Female college students are more concerned about sexual violence on campus than are male students and are less likely to think their colleges and universities are doing enough about it,
says a survey. While you collect yourself and yell "
duh" at the screen, here's the part of the survey I find interesting.
The survey was conducted over three days last week, with 1,765 students
taking the poll. The respondents were a mix of college and college-bound
high school students who are members of Chegg's Chegghead panel, a
group of more than 15,000 students who are invited to respond to Chegg
surveys. The data were weighted to reflect national norms.
National norms? I don't think that word means what you think it means.

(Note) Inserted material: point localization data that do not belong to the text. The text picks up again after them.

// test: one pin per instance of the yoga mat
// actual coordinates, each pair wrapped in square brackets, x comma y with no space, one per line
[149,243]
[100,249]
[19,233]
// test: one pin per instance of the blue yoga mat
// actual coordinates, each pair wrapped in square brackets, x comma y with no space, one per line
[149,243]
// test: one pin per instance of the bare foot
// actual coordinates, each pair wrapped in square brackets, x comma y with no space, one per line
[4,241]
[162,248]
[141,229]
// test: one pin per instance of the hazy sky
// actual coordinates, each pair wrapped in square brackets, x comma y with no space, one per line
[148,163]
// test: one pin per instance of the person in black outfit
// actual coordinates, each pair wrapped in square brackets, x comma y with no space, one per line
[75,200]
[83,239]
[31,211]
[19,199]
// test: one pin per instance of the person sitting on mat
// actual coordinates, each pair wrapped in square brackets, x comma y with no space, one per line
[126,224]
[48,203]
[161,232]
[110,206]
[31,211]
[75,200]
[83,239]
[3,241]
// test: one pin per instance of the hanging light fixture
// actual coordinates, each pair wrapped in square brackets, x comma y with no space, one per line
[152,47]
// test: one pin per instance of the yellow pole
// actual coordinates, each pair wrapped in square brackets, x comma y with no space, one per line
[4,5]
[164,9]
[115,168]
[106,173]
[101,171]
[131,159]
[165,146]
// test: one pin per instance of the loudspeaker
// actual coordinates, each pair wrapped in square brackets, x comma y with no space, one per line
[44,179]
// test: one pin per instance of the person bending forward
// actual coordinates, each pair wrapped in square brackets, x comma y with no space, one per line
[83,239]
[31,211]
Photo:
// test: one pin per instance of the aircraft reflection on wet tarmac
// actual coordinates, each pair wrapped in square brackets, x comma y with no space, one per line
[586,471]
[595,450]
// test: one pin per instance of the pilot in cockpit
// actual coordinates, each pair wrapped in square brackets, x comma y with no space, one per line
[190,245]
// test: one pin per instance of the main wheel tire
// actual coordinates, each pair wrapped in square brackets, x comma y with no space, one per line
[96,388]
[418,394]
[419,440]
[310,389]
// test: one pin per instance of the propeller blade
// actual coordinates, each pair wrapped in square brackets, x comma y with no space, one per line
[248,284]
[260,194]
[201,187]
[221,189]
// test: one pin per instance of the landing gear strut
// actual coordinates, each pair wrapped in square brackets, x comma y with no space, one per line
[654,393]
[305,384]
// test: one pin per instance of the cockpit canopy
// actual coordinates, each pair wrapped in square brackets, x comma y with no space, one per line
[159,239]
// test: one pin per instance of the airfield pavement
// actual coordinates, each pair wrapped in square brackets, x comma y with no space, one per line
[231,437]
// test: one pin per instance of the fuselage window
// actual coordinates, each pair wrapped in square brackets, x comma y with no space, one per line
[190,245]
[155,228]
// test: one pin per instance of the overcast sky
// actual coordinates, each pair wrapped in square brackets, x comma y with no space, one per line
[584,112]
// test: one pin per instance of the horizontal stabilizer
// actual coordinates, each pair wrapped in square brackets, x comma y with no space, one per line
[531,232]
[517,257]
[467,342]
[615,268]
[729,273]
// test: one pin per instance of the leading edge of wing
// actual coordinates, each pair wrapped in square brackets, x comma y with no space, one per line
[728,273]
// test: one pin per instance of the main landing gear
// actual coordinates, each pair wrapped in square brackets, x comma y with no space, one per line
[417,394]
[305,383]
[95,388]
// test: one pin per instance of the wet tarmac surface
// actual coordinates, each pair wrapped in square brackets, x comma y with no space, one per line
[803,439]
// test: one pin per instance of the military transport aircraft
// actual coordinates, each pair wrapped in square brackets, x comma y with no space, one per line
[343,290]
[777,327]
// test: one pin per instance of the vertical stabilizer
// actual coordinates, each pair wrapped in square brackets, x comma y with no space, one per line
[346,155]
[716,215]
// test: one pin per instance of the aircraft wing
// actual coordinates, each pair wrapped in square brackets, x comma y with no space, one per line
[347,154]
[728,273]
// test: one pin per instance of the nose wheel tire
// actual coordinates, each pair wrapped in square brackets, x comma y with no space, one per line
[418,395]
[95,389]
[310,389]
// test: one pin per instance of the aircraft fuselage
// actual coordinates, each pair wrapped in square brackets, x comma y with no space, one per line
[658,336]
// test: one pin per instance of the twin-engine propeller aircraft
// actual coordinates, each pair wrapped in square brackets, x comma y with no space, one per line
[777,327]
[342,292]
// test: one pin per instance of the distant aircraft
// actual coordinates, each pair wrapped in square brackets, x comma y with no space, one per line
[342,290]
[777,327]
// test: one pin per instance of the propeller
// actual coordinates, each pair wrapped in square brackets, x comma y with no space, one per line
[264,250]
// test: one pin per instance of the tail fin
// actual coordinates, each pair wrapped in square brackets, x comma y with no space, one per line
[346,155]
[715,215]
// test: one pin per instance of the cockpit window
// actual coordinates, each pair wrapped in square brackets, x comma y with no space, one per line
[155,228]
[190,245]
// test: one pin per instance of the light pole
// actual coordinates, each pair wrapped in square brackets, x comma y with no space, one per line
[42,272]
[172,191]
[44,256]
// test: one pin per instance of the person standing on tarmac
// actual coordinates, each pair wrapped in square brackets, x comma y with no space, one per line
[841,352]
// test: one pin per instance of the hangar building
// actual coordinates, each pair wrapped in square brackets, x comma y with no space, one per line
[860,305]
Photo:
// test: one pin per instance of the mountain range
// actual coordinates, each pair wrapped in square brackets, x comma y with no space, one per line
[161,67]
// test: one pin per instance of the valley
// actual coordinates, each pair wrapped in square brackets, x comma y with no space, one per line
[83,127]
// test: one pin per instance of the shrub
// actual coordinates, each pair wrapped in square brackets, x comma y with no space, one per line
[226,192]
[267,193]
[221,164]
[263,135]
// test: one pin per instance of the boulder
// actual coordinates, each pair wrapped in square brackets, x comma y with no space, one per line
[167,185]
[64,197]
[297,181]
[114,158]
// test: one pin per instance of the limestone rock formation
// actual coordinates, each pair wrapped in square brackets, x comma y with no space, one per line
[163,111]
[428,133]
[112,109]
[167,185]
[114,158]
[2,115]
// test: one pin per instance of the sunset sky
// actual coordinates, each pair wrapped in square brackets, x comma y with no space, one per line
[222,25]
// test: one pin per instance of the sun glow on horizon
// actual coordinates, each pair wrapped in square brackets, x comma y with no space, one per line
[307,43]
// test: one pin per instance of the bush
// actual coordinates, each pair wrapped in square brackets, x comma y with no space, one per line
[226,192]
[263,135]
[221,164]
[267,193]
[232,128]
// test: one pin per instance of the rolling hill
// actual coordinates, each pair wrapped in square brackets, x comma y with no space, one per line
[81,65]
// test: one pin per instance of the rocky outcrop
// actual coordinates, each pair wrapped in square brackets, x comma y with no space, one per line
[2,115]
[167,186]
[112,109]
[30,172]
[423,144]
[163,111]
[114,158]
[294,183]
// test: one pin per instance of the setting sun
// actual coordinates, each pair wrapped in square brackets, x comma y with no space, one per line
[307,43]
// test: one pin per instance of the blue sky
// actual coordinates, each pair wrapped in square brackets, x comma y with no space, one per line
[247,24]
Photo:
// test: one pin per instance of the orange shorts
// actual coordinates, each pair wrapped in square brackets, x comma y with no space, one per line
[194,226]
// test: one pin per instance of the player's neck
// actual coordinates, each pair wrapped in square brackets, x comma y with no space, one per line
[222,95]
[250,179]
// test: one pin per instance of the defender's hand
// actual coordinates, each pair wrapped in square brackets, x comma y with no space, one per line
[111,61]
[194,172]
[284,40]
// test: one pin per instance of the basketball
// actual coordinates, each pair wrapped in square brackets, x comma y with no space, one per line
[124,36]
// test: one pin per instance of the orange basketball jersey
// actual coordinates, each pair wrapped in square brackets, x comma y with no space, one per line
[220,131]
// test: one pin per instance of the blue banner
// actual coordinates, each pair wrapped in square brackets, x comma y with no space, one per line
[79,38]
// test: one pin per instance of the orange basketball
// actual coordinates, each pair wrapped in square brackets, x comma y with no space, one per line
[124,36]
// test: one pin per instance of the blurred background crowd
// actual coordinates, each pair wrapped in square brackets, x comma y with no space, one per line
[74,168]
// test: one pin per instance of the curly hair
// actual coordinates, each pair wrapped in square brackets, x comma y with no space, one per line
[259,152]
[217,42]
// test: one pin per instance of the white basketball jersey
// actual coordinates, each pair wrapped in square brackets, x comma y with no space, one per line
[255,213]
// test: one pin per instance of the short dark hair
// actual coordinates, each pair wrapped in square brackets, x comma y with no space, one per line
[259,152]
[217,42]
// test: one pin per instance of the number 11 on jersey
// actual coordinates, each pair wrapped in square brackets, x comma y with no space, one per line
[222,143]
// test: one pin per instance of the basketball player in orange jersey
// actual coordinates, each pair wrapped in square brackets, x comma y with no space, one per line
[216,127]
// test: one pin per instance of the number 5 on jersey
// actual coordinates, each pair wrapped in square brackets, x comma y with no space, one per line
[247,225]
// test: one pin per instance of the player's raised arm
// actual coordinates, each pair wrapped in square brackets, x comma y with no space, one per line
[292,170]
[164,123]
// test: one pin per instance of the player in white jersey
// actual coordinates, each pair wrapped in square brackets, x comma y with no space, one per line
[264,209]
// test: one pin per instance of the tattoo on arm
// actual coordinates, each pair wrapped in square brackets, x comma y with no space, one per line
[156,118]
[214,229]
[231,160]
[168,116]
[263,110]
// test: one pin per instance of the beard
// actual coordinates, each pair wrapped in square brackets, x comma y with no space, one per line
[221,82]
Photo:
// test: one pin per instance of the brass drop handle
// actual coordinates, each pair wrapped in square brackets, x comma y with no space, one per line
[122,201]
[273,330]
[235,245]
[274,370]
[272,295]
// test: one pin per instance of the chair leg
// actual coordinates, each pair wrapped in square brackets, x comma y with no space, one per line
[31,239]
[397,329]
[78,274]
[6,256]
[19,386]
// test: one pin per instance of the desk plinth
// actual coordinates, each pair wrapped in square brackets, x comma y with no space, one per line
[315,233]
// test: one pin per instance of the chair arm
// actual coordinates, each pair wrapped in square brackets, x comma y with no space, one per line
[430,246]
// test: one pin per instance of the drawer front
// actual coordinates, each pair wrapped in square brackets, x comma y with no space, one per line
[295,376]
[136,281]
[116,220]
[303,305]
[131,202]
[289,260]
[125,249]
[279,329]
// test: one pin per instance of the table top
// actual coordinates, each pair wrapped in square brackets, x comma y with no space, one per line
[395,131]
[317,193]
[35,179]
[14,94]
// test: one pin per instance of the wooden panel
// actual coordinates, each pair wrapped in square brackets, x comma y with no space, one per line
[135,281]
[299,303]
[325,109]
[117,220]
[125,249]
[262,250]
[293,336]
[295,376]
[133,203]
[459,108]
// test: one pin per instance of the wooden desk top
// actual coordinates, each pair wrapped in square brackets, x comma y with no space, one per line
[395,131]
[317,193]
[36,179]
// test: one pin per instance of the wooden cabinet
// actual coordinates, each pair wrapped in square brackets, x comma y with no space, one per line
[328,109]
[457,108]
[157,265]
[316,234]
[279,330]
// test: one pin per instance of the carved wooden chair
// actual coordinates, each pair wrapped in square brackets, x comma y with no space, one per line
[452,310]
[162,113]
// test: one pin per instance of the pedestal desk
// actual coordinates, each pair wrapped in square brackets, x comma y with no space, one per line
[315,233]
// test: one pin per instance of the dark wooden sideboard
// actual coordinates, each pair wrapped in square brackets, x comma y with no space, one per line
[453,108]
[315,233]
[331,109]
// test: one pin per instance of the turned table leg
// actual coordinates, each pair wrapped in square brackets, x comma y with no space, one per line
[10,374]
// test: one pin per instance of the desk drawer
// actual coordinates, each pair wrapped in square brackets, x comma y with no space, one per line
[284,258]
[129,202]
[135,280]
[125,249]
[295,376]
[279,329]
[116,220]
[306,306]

Normally we weight data to reflect demographics (age, sex, etc.) of a population we're trying to describe. Simply put, if your sample is light on females compared to Census or other data for a population, you'd weight male answers a little less, female answers a little more. Norms? Imprecise wording. A "norm" is a standard or acceptable behavior, unless by some chance they mean the mathematical definition of "norm," which is "the product of a complex number and its conjugate, equal to the
sum of the squares of its real and imaginary components, or the positive
square root of this sum." I'm willing to bet it's not the mathy one. Plus this is at best a convenience sample of "Cheggheads," so we have no way of knowing how representative it truly is of all college students.
Thanks to David Simpson for pointing this one out to me.